The Shack

theshackbookI’ve just finished reading The Shack. It’s a book that has caused a huge stir among certain Christian groups in the US, not least because of its depiction of God. So it has been hugely hyped at both ends of the conservative-liberal spectrum (and many in-between) and that’s been the main reason I’ve avoided reading it. But I had to spend a few pounds to make up the value of a book order to get free shipping and thought I’d add it in.

I’m very glad I did. I found it to be quite a compelling read. Just to be clear – it’s a novel and it’s ‘fiction’. By that I mean that the story is made up. Like many novels it’s a composite of the author’s experience, circle of friends, family and so on. In that respect, the outline story isn’t even all that great. It’s contrived and compressed and wouldn’t generally merit a second glance in a discount book shop. It’s also a bit ‘American’. But, if you ignore that aspect of it and treat it simply as a vehicle for the ‘main story’ then you’ll find a very thought-provoking piece of writing.

On one level it’s an apologetic, on another it’s very evangelistic but I enjoyed it for its theology. It can be read ‘lightly’ and without any real engagement but then it would be a pretty poor novel. But it deserves to be read ‘engagingly’. It does a great job, in my opinion, of trying to find words to describe the Trinity and the consequences of its presentation of the Trinity (I don’t want to give away too much – it is genuinely worth reading).
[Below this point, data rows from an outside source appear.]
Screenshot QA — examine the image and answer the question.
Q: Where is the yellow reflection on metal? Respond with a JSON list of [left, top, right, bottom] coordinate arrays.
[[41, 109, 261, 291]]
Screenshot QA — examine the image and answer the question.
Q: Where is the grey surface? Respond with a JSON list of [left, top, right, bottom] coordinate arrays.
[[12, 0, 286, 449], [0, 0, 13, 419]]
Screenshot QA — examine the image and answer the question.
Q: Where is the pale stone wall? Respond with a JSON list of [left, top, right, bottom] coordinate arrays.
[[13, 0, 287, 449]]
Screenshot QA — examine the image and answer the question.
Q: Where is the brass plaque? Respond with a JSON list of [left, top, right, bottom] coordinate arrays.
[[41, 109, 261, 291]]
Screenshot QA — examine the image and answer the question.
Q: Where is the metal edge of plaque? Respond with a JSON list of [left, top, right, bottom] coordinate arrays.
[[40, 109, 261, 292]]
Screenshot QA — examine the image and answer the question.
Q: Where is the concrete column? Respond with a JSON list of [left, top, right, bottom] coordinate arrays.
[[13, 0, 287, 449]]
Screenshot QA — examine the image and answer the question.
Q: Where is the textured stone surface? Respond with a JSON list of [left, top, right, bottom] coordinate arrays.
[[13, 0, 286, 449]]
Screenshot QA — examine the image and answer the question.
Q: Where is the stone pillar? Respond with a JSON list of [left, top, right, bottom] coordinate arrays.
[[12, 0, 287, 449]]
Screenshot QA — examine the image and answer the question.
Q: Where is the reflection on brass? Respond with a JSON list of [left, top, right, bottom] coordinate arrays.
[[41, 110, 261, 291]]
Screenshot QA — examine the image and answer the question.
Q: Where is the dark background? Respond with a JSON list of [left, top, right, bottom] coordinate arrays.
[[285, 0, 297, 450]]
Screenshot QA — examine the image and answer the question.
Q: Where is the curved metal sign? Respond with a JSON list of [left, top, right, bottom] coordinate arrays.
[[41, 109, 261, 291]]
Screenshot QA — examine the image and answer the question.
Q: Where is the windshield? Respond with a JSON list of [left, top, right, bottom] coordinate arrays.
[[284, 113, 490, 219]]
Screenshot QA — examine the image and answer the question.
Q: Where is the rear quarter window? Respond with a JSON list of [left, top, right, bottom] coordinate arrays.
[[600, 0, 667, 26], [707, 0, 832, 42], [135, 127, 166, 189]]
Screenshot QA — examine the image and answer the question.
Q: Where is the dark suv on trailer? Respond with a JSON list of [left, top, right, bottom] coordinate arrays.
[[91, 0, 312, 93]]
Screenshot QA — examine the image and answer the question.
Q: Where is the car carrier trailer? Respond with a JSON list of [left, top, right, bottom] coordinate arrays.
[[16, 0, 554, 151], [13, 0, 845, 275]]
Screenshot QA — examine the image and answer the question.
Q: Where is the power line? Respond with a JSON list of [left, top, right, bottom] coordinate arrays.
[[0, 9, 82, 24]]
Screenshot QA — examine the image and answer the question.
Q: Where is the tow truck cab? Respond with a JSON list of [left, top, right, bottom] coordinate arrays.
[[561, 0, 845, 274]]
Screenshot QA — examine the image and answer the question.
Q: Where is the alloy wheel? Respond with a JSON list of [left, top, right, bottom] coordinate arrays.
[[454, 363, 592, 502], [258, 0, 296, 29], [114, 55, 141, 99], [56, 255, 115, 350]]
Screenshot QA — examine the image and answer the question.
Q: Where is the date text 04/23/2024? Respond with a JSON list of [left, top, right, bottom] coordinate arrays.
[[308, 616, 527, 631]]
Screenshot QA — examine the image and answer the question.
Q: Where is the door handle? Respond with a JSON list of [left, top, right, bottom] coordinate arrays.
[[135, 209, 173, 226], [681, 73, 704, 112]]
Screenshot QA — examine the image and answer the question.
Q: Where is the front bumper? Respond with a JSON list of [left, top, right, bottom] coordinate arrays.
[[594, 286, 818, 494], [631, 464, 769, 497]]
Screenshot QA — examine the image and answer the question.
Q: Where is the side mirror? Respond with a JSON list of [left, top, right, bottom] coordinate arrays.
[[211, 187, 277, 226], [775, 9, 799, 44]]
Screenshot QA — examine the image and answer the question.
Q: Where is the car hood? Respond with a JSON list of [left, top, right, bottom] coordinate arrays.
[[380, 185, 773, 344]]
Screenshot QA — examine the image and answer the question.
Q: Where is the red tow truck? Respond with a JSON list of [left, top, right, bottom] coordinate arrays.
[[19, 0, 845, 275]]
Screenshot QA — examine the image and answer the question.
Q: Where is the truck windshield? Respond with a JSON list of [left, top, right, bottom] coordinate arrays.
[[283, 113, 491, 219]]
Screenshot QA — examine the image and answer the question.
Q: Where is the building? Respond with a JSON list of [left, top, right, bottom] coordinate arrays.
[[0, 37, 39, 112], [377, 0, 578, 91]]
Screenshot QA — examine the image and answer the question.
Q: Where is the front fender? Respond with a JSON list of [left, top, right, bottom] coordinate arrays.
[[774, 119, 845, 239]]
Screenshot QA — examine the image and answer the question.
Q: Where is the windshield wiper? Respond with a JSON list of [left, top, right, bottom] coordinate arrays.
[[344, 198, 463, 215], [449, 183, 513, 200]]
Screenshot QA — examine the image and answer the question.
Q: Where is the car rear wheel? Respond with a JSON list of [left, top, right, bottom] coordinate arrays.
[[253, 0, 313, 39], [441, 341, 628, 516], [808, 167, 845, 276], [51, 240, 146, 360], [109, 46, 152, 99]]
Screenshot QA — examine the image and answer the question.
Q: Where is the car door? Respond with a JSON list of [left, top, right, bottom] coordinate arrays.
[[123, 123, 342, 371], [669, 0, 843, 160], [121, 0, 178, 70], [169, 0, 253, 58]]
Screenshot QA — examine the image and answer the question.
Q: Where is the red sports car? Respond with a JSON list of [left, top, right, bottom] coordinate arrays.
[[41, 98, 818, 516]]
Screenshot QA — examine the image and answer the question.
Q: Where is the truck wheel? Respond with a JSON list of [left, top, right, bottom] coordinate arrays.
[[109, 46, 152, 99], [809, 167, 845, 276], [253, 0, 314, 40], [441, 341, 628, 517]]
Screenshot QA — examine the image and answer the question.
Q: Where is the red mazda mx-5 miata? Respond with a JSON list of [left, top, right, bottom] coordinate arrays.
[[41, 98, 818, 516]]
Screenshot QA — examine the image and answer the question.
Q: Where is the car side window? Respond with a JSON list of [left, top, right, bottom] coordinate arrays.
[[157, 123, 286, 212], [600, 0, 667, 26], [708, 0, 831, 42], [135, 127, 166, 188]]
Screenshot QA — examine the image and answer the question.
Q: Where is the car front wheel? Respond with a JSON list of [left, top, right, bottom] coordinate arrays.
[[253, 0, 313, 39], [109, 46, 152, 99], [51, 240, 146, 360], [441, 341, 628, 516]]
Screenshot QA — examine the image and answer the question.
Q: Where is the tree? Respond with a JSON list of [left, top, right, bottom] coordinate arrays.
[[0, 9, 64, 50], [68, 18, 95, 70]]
It stirs up issues of ecclesiology and what it means to be ‘church’. It challenges Christian behaviour and our response to others. It tackles the big questions of evil and why do bad things happen. It touches on eschatology and heaven and rebirth. Above all it’s a story about redemption and what it really means.

In many respects it resonates with my own developing theology. It comes up against the usual language barriers when a word or phrase is used that you twitch a little at. But the the book’s trying to speak of God and language is never sufficient to do that. So in that respect, the book isn’t ‘perfect’. But then I’ve yet to come across a theology book that is. It would be a great book to run a discussion group on. I suspect it would challenge many of the popular conceptions of God and the Christian life.

I do see why it created such a stir when it appeared. Conservative evangelicals especially were up in arms (here’s a little spoiler – God the Father is mostly portrayed as a comfortably built Afro-American woman – but there’s a very good reason for that). It definitely challenges much ‘cosy’ Christianity. It certainly challenges Sunday Christians. It gives Bibliolatry a real savaging. What it does emphasise though, over and over again, is that being a Christian is about being in a relationship with God. Where the book may well challenge you is what the nature of that relationship is.